As reviewed by Prins et al., researchers have speculated that estrogens may play a role in prostate cancer causation and promotion [27]. Our assay of estradiol-17β in blood showed that at 4–12 weeks, non-transgenic rats compared to SV-40 Tag rats had two fold more serum estradiol. Although the estrogen to DHT ratio, but not the estrogen to testosterone ratio, increased in non-transgenic rats and SV-40 Tag rats as a function of age, this ratio was constantly higher in non-transgenic rats compared to SV-40 Tag rats. Therefore, the estrogen to androgen ratio was not correlated with prostate cancer development in the SV-40 Tag rats compared to non-transgenic rats. Testosterone concentrations (free and conjugated testosterone) in the blood serum were consistent with previously reported levels in SV-40 Tag rats [28–30], whereas DHT and estradiol concentrations in SV-40 Tag rats have yet to be published. Moreover, testosterone and DHT concentrations, as well as DHT to testosterone ratios in the blood serum of Sprague Dawley non-transgenic rats, were within range of previously reported values [31–33].

Elevated levels of blood IGF-1 have been associated with an increased risk of advanced stage prostate cancer [7, 34–36]. Contrary to what might be expected, serum IGF-1 levels were not the highest later in life during the progression to poorly differentiated (advanced) prostate cancer in the SV-40 Tag rats. Despite a poorly differentiated tumor frequency of 66% at 30 weeks of age, serum IGF-1 concentrations gradually declined after 30 weeks of age. The lowest post-pubertal levels were noted in the oldest animals (40 weeks of age). IGF-1 levels in the blood serum of SV-40 Tag rats as they aged mimicked the pattern observed in non-transgenic rats and humans but at higher concentrations. This demonstrates that IGF-1 levels in the blood serum may not be the optimal marker for cancer progression in this model, but simply reflects IGF-1 production from the liver [37].

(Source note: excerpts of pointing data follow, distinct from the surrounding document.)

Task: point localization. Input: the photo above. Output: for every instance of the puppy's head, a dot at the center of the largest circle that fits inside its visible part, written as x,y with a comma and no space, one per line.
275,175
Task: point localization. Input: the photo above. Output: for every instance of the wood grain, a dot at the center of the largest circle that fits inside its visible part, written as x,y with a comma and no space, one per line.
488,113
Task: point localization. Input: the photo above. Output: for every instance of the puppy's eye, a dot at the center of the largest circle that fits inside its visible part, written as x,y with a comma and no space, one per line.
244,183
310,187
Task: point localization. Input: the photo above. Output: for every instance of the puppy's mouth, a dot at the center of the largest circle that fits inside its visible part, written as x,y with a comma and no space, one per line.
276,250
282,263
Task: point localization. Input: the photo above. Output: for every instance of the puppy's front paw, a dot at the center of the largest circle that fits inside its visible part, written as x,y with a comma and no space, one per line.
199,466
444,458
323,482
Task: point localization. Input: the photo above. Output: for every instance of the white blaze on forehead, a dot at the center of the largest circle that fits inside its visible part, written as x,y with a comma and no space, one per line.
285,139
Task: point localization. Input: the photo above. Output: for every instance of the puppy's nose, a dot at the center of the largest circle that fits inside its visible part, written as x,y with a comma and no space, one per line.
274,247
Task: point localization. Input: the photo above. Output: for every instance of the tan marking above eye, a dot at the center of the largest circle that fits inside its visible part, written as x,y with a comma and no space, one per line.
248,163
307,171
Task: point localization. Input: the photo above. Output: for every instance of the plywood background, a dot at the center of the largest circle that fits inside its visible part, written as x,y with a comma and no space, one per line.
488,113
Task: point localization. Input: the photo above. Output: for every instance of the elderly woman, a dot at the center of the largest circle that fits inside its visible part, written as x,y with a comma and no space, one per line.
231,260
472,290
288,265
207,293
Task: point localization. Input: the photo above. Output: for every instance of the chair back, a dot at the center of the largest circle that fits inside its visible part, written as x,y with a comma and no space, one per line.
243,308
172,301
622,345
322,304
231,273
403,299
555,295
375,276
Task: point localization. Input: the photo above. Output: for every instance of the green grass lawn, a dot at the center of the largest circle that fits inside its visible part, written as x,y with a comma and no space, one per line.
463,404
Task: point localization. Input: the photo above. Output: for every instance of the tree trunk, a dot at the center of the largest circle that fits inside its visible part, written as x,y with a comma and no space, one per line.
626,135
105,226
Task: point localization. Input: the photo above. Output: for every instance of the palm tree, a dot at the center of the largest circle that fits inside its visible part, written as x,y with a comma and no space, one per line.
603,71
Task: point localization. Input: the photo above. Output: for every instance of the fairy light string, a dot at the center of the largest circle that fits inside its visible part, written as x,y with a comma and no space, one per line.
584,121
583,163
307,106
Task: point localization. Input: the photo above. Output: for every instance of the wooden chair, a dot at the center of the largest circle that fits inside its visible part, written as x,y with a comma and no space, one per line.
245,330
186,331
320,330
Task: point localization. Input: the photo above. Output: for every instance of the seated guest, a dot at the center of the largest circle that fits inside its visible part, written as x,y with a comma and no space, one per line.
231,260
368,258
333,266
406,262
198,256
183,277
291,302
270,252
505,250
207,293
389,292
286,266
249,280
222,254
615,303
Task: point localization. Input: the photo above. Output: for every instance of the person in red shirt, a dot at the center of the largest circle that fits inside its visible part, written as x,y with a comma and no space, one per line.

Because high levels of sex steroids and growth factors can often lead to changes in cell turnover, we measured cell proliferation and apoptosis. Cell proliferation in non-transgenic rats was similar in the VP and DLP. Likewise, in SV-40 Tag rats, cell proliferation was similar in the VP and DLP, but cell proliferation was significantly higher in prostates of SV-40 Tag rats (1.5- to 54-fold higher, the latter in adult animals). Specifically, proliferation was significantly higher in the VP at an earlier age (2 weeks postpartum) than in the DLP (6 weeks). Increased cell proliferation is consistent with high grade-PIN and eventually cancer lesions developing earlier in the VP than in the DLP.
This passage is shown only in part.